At that moment, Armitage was galvanized into action. He whipped his hand out of his pocket holding what looked like an open penknife, small-bladed but very sharp. He grasped Bernadette by one arm and held her immediately in front of him. “Come after me and I’ll cut her throat!” he said quite clearly.

Everyone stopped motionless.

Sidney jerked his hands as if to follow, but he was manacled to the chair and could not take even a step.

Armitage dragged Bernadette out of the room, the doors opened for them by a white-faced usher. Patrick was the first to charge after them, leaving Tobias Thorwood holding a frantic Rebecca.

Daniel left his table and dashed through the door and past the still-paralyzed usher. He could see Armitage, still dragging Bernadette with him into the street. Patrick was only yards behind them.

Daniel reached the top of the steps in time to see Patrick sprinting along the pavement. Ahead of him Armitage stopped dragging Bernadette. It was bound to happen. He could not run holding her.

Then the impossible happened. Armitage took Bernadette by the han

d and she ran with him, as fast as he did. Suddenly a whole lot of pictures in the kaleidoscope shifted and made a totally different pattern, one that explained many small details: how Armitage knew so much about May Trelawny and the deep-water cove, why Bernadette had lied about recognizing Sidney in the bedroom corridor, why Armitage had suggested so quickly that Sidney claim diplomatic immunity and flee, leaving himself without a defense.

Patrick was racing along the pavement, gaining on them. Armitage came to an open-topped car parked by the curb. He swung the door open and leaped in, Bernadette immediately behind him. He started the engine just as Patrick came level with him. He threw himself at Armitage, who came back at him hard, sending Patrick reeling backward and to the ground, blood streaming from a knife slash on his face. The knife clattered to the road and Patrick grabbed it, lashing out. It was a moment before he struggled to his feet.

Daniel skidded to a stop, ignoring the car as it jerked forward and sped away. “Are you all right?” he asked. “Here!” He held out a clean handkerchief. The blood was oozing through Patrick’s fingers and running over his hand.

“Get them!” Patrick said urgently. “They won’t get far…I put a gash in his tire!

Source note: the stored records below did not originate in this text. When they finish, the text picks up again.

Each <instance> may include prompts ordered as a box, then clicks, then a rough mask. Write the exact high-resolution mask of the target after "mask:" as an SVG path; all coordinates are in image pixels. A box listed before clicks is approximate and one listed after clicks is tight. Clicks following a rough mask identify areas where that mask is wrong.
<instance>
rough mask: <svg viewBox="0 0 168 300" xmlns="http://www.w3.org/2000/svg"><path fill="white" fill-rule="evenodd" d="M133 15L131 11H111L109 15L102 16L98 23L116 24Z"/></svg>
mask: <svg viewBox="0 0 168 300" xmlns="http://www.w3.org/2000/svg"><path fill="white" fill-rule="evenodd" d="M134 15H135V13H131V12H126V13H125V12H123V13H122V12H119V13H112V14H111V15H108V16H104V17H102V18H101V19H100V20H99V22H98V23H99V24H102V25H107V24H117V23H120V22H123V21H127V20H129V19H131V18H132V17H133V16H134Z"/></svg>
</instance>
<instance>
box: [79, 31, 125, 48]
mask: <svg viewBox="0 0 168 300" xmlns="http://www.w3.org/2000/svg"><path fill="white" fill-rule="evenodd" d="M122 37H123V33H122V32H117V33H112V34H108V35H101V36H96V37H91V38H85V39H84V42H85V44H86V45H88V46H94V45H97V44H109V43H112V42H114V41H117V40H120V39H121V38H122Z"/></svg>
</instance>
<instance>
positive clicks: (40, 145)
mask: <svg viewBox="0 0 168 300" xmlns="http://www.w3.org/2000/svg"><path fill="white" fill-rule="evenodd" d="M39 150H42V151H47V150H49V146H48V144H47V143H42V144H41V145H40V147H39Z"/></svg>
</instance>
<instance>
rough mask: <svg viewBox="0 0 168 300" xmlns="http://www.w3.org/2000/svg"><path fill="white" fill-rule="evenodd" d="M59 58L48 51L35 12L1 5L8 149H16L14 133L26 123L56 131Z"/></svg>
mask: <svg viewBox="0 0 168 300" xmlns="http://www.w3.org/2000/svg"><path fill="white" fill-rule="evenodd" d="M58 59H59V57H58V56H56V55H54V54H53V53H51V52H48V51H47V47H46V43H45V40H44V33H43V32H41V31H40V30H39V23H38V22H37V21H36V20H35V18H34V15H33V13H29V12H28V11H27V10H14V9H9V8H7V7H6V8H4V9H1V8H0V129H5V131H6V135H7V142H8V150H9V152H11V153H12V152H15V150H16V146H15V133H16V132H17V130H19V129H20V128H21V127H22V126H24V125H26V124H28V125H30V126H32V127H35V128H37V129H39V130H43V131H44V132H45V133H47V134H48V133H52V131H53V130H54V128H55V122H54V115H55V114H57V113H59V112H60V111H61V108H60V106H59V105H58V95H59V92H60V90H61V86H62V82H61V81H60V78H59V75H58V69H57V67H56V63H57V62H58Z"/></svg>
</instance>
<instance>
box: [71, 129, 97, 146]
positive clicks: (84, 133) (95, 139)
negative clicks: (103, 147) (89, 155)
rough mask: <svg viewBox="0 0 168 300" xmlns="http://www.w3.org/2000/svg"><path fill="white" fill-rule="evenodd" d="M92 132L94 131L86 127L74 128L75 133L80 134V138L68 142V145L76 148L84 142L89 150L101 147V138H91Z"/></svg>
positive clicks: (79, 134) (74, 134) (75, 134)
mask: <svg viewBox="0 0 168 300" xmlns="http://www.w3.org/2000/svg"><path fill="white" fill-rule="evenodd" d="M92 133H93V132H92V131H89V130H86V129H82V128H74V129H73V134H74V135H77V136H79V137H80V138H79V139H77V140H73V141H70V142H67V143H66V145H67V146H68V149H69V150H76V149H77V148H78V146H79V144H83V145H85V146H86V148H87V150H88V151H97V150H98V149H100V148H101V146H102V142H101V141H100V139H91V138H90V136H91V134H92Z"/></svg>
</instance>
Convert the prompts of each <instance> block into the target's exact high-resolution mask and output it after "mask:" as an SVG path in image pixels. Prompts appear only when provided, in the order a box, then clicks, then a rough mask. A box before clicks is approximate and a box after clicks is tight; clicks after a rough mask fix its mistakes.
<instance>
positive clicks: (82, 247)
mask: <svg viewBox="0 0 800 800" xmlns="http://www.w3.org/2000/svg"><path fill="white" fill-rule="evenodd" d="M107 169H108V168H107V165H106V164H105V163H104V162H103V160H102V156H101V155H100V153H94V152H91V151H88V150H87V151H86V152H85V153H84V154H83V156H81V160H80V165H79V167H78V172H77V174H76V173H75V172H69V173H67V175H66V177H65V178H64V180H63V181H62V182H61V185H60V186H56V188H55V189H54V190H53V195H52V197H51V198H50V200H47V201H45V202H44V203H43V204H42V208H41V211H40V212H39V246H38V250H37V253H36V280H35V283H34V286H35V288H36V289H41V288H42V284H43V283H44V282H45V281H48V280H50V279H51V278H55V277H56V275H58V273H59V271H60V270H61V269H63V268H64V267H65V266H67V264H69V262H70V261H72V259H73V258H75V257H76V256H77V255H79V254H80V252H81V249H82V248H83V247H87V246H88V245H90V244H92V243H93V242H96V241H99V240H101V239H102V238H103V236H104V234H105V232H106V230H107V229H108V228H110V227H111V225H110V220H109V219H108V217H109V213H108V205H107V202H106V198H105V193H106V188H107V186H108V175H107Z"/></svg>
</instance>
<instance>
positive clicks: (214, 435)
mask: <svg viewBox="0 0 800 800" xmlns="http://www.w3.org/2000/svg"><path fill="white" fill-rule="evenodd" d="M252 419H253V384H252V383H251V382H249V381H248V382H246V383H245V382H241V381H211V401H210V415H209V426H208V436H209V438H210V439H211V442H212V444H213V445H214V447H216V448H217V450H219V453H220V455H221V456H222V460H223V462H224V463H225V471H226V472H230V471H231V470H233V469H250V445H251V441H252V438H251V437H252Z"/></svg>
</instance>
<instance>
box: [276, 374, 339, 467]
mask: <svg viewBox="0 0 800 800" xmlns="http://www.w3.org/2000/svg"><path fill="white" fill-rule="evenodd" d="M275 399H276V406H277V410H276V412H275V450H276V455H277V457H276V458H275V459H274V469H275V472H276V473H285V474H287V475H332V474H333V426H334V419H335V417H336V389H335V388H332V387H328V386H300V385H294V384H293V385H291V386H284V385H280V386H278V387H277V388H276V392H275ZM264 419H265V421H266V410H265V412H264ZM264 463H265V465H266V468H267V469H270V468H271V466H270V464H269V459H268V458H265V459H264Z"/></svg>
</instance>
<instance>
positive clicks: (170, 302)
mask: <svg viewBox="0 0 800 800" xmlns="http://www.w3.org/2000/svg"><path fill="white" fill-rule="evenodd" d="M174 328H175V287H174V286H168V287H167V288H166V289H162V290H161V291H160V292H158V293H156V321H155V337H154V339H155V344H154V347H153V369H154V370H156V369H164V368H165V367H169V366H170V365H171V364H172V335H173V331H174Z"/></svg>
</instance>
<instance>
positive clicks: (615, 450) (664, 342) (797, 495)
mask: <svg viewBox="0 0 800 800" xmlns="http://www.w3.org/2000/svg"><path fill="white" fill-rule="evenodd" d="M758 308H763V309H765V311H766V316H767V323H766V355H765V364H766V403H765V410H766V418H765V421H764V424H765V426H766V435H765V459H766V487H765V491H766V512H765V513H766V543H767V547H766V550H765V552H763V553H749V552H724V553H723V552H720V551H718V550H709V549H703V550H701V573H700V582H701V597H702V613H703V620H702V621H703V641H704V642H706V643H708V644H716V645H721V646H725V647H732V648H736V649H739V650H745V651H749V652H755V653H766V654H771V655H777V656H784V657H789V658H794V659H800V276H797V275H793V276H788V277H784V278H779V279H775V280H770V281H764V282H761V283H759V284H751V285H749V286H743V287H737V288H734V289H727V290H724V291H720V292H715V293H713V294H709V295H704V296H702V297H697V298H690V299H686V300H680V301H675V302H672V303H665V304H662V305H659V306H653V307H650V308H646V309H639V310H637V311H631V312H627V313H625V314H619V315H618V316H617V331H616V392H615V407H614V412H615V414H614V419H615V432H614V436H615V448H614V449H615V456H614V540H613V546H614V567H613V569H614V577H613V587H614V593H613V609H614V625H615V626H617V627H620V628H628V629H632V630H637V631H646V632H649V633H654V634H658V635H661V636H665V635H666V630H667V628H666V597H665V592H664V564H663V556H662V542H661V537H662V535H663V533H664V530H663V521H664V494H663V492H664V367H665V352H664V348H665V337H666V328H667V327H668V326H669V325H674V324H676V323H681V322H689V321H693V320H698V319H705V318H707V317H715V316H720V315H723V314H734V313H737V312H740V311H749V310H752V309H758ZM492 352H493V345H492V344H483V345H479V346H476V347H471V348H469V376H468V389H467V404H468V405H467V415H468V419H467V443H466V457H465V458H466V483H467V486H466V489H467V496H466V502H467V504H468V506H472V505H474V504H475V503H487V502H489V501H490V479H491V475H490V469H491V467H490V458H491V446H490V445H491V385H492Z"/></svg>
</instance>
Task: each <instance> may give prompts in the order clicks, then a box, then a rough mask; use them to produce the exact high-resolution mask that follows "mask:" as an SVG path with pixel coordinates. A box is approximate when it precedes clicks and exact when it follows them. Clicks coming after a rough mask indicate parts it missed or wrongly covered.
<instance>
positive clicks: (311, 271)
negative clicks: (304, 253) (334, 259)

That’ll slow him up. We’ll catch them, if you get on with it.” He sounded urgent, desperate, but he was ashen pale.

“We’ve got to get you to a doctor…” Daniel began.

Patrick held the folded handkerchief hard against his face. “Go after them.”

The car disappeared round a bend in the road, and a second later there was a tremendous explosion, and plumes of dark gray smoke rose in a huge billow, followed immediately by a gout of scarlet flame.

“God! I hope they didn’t hit anybody else!” Patrick gasped. “I thought it would just go flat!”